Following their dismal loss to Bayern Munich in August 2020, one of football’s greatest dynasties, Barcelona, looked as if they was crumbling.
Indeed, with Lionel Messi infamously sending a burofax detailing his desire to leave the Camp Nou, amid suggestions that one of the biggest clubs in the world were facing financial ruin, everything looked bleak for the Spanish giants. Some months on, however, the situation has drastically changed.
The likes of Pedri, Serginio Dest, Ilaix Moriba and Fransico Trincao have all impressed this season as Ronald Koeman reminds the footballing world that he was indeed the man who helped develop household names such as Juan Mata, David Siva and David Villa.
Having moved the highly-paid Luis Suarez, Ivan Rakitic and Arturo Vidal on too, funds look as if they’ll be freed for the future. In fact, while they are still far from perfect, an awful lot of the topline problems that shone so evidently when Bayern ripped them apart look to have been sewn up.
That’s without even mentioning Ansu Fati. Another graduate of their famed academy, the Spanish international striker has missed pretty much the whole campaign so far, with his return next season offering yet another beacon of hope.
Perhaps, then, Messi will get another crack at the Champions League. Considering the fact that Barcelona’s failings on that front were widely thought to be one of the reasons he was so keen to leave, making another serious play for the continent’s top prize would be an amazing end to Messi’s top-level European career.

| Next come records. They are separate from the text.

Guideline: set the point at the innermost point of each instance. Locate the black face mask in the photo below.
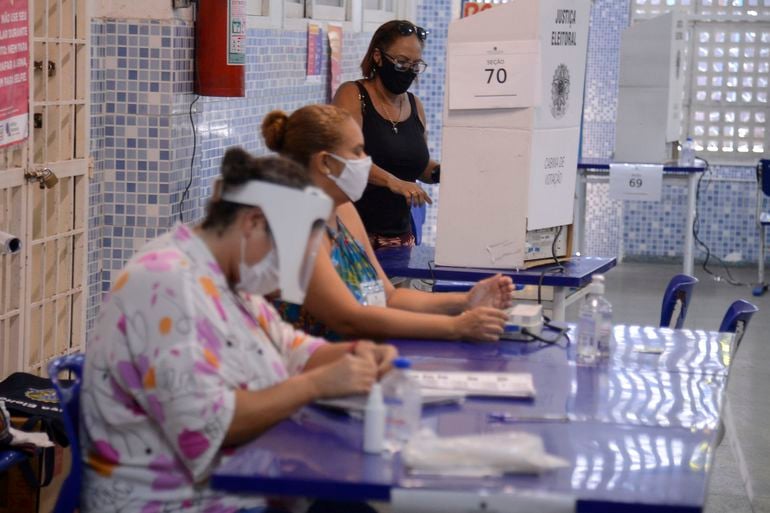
(397, 82)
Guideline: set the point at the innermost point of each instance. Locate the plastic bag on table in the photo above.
(479, 455)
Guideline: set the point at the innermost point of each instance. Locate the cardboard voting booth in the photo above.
(652, 81)
(514, 97)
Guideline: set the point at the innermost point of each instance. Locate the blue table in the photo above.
(11, 458)
(639, 430)
(598, 170)
(417, 262)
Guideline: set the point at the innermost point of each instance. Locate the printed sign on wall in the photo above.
(335, 58)
(14, 71)
(236, 32)
(494, 75)
(636, 182)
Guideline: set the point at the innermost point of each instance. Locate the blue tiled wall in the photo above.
(646, 230)
(142, 138)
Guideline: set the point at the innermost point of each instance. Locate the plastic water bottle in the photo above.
(605, 316)
(403, 405)
(687, 153)
(594, 324)
(374, 421)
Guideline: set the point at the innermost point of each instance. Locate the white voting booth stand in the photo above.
(514, 92)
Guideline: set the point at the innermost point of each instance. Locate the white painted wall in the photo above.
(138, 9)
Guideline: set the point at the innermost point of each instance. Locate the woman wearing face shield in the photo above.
(393, 123)
(188, 359)
(349, 295)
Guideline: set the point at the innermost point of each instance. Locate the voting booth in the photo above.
(514, 95)
(651, 89)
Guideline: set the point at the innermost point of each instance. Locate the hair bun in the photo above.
(274, 129)
(236, 165)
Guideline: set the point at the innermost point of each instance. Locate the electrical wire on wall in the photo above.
(192, 159)
(696, 235)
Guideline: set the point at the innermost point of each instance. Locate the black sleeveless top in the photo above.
(404, 155)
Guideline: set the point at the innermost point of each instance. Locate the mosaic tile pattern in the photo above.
(142, 139)
(435, 16)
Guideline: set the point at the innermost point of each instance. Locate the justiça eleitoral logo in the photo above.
(560, 91)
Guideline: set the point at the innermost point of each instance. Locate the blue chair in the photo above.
(69, 399)
(736, 320)
(675, 301)
(417, 220)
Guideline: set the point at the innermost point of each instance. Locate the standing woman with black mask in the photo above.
(393, 123)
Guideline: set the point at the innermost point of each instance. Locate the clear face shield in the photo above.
(296, 218)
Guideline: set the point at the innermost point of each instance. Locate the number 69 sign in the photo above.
(495, 75)
(636, 182)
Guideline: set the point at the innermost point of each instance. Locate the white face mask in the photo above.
(352, 181)
(261, 278)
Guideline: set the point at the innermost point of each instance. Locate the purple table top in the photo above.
(640, 432)
(686, 351)
(418, 262)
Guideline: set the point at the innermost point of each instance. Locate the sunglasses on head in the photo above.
(407, 29)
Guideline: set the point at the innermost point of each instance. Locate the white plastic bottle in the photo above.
(687, 153)
(374, 421)
(403, 405)
(594, 324)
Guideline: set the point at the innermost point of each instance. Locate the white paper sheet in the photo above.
(636, 182)
(478, 384)
(494, 75)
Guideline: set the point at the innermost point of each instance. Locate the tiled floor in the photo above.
(740, 481)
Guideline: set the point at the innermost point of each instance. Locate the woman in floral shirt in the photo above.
(185, 363)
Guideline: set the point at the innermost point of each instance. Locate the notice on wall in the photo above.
(314, 52)
(494, 75)
(335, 59)
(236, 32)
(636, 182)
(14, 71)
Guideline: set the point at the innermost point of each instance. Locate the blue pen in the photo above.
(507, 418)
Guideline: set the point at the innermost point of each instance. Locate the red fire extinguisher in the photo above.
(220, 48)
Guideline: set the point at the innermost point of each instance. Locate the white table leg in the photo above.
(559, 304)
(689, 240)
(579, 221)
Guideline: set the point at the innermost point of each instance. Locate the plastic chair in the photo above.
(417, 220)
(763, 221)
(736, 320)
(69, 399)
(675, 301)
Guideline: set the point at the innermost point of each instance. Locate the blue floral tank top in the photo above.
(352, 264)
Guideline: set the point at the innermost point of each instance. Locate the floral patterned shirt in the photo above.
(172, 344)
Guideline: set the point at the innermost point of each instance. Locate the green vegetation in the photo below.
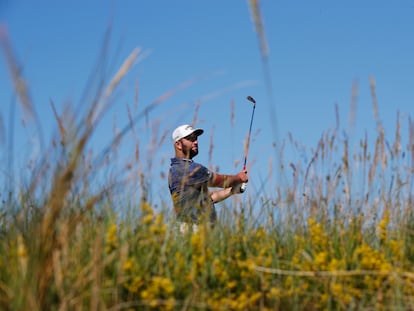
(321, 243)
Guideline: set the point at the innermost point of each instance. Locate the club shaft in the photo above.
(248, 137)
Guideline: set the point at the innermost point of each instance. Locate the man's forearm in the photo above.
(223, 181)
(220, 195)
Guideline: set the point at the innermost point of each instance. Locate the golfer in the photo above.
(189, 181)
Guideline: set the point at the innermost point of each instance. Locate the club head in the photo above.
(251, 99)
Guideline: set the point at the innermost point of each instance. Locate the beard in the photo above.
(191, 151)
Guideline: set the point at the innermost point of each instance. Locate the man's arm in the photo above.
(220, 195)
(225, 181)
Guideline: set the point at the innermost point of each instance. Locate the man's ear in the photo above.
(178, 145)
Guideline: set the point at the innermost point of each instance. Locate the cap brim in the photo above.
(198, 132)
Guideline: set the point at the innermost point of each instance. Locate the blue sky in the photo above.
(317, 51)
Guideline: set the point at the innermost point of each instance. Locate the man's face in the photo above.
(189, 145)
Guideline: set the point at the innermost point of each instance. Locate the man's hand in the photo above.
(225, 181)
(241, 177)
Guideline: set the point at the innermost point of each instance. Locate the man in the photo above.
(189, 181)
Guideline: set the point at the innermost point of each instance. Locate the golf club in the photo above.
(250, 99)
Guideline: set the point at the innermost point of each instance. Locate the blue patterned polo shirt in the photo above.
(188, 183)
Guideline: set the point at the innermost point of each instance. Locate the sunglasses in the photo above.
(192, 137)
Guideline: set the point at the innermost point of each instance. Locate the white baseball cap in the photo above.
(185, 130)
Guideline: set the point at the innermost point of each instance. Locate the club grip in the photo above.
(243, 187)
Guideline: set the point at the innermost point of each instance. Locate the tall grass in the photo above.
(336, 235)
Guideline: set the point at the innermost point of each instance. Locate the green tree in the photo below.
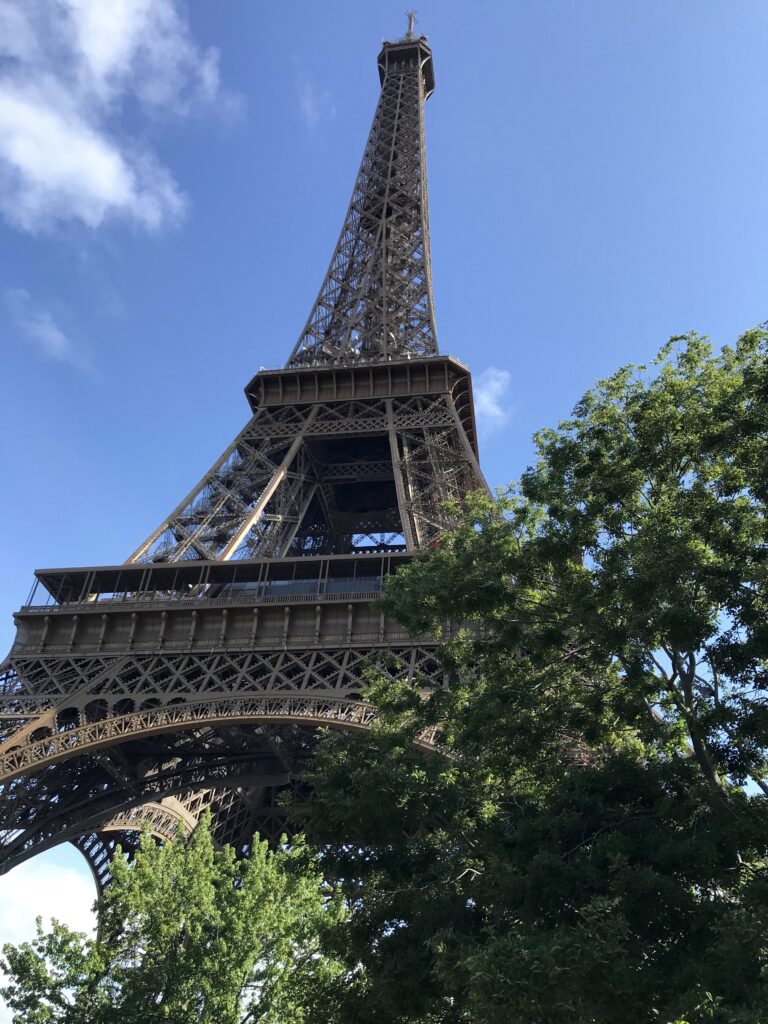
(586, 848)
(186, 934)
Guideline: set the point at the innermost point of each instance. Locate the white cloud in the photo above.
(492, 402)
(44, 888)
(68, 69)
(314, 103)
(37, 324)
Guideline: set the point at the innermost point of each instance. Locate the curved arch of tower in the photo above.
(194, 675)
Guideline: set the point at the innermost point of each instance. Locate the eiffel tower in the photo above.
(196, 674)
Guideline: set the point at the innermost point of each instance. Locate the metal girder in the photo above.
(195, 675)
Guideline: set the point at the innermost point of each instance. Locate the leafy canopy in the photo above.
(186, 934)
(584, 850)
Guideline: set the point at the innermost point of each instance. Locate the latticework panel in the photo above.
(376, 301)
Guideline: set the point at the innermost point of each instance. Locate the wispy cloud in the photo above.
(492, 401)
(38, 325)
(315, 104)
(67, 71)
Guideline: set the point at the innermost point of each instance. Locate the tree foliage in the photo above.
(186, 934)
(584, 848)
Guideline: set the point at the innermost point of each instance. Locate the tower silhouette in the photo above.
(195, 674)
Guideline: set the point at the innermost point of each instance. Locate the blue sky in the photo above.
(173, 179)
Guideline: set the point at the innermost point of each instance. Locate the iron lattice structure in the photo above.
(194, 675)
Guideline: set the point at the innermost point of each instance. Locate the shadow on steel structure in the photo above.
(195, 675)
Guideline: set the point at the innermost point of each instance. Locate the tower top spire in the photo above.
(376, 301)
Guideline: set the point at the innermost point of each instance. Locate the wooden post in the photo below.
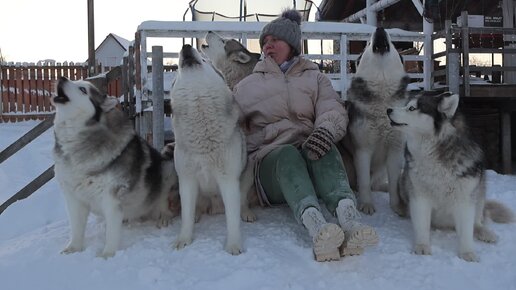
(506, 142)
(158, 138)
(465, 53)
(91, 39)
(452, 62)
(509, 77)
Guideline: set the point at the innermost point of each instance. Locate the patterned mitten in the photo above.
(318, 143)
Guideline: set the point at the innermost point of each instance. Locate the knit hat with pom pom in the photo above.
(287, 28)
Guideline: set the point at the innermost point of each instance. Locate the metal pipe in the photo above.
(374, 7)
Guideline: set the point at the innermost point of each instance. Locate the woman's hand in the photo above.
(318, 143)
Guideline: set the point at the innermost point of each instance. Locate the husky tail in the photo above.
(498, 212)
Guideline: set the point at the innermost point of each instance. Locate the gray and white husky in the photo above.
(443, 178)
(210, 150)
(380, 82)
(103, 167)
(230, 57)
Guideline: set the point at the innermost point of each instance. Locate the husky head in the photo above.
(80, 101)
(191, 62)
(220, 50)
(380, 56)
(425, 114)
(230, 57)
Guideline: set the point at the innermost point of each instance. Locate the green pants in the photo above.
(288, 175)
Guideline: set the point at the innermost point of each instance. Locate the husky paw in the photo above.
(248, 216)
(181, 243)
(72, 249)
(469, 257)
(234, 249)
(422, 249)
(485, 235)
(163, 221)
(106, 254)
(367, 208)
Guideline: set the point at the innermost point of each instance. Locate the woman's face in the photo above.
(276, 48)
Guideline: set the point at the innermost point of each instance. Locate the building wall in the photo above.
(109, 53)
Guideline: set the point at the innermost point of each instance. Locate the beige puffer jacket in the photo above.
(284, 108)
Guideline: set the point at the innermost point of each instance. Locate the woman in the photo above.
(292, 119)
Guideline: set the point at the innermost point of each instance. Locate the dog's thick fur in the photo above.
(103, 167)
(443, 177)
(380, 82)
(230, 57)
(210, 153)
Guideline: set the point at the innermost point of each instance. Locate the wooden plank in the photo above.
(4, 93)
(26, 139)
(46, 88)
(40, 88)
(26, 90)
(33, 90)
(19, 90)
(30, 188)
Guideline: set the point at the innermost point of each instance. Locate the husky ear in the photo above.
(448, 105)
(242, 57)
(109, 103)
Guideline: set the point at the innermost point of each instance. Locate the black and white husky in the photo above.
(443, 178)
(103, 167)
(380, 82)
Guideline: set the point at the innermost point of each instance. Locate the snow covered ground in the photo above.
(278, 250)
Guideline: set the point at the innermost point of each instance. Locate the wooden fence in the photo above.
(25, 89)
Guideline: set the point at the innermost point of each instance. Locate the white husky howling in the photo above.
(210, 152)
(443, 178)
(380, 82)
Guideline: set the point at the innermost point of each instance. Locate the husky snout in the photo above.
(380, 41)
(187, 56)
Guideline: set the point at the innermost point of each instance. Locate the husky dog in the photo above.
(230, 57)
(443, 177)
(210, 153)
(380, 82)
(102, 166)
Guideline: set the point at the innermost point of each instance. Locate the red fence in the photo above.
(25, 89)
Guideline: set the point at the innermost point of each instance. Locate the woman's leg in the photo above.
(332, 185)
(330, 179)
(284, 177)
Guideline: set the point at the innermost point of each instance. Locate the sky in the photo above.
(33, 30)
(278, 253)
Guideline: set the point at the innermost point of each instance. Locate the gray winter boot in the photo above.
(357, 234)
(327, 237)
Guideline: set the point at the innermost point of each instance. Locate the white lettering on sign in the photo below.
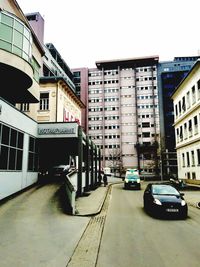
(56, 131)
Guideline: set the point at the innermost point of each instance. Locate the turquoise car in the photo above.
(132, 179)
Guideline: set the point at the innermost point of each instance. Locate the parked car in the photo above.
(163, 199)
(132, 179)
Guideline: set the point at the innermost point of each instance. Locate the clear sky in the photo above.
(86, 31)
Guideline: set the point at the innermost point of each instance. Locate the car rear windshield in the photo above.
(164, 190)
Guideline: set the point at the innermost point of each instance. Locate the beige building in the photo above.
(58, 103)
(123, 115)
(186, 100)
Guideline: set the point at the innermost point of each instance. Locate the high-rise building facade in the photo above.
(186, 99)
(170, 74)
(123, 115)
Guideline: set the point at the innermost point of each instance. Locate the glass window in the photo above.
(19, 26)
(6, 46)
(18, 39)
(15, 37)
(7, 20)
(5, 135)
(19, 160)
(20, 140)
(17, 51)
(6, 33)
(3, 157)
(13, 138)
(12, 158)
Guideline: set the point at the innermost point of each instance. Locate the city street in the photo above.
(35, 231)
(133, 238)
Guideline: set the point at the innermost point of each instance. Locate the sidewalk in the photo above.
(92, 202)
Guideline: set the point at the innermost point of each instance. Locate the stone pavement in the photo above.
(92, 202)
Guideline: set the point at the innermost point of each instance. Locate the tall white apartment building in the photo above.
(187, 124)
(123, 114)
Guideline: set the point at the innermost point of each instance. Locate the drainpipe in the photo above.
(56, 115)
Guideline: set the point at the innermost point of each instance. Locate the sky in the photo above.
(86, 31)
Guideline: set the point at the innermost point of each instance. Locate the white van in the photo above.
(107, 171)
(132, 179)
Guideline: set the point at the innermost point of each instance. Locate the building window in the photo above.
(15, 37)
(11, 148)
(181, 133)
(44, 101)
(195, 125)
(193, 175)
(185, 130)
(188, 159)
(36, 69)
(25, 107)
(198, 88)
(183, 160)
(190, 128)
(188, 100)
(183, 104)
(198, 156)
(192, 158)
(193, 95)
(33, 154)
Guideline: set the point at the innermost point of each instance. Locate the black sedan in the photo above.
(163, 199)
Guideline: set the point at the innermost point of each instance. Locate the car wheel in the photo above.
(184, 215)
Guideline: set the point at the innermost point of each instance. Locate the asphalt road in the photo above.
(131, 238)
(34, 230)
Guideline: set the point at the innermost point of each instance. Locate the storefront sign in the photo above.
(56, 130)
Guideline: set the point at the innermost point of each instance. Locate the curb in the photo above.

Of course, after being put to the sword by Paris Saint-Germain last month, it would be silly to suggest Barcelona are on course to be the best in Europe. However, the rapid nature of their rebuild, with a vast improvement in their league fortunes since the autumn meaning a recapturing of the La Liga title is a realistic prospect, the idea of Messi sitting atop Europe’s throne again isn’t as absurd as it was only a few months ago.
Rather than bow out of Barcelona in meek fashion, as he would have done had either Manchester City or PSG signed him in the summer of 2020, there’s at least a genuine hope that – over the next few years – the club can offer him one last go at winning the most coveted prize on the continent and add to his list of finest moments.
Should the supporting cast keep developing, fueled by the return of Fati as well as some smart signings, Barcelona would suddenly have a team – on paper at least – capable of challenging the elite.
Caveats, of course, come into play. The nature of developing players mean that their trajectory can go either way and Barcelona have messed up in the transfer market before, so it does remain a case of ifs, buts and maybes. Still, even that kind of theoretical notion is better than the black-and-white transfer request Messi sent in the coldest of fashions. From the ashes of Lisbon, Barcelona have ever so slightly risen again.
With Messi as the project’s scheming architect, feeding the pace ahead of him and finishing the flurry they set out in front, he may not need to leave after all. Instead, Barcelona have changed for him. For the better, Forever, potentially. Football is nothing if not cyclical, after all. Messi, in all his glory, is still peddling.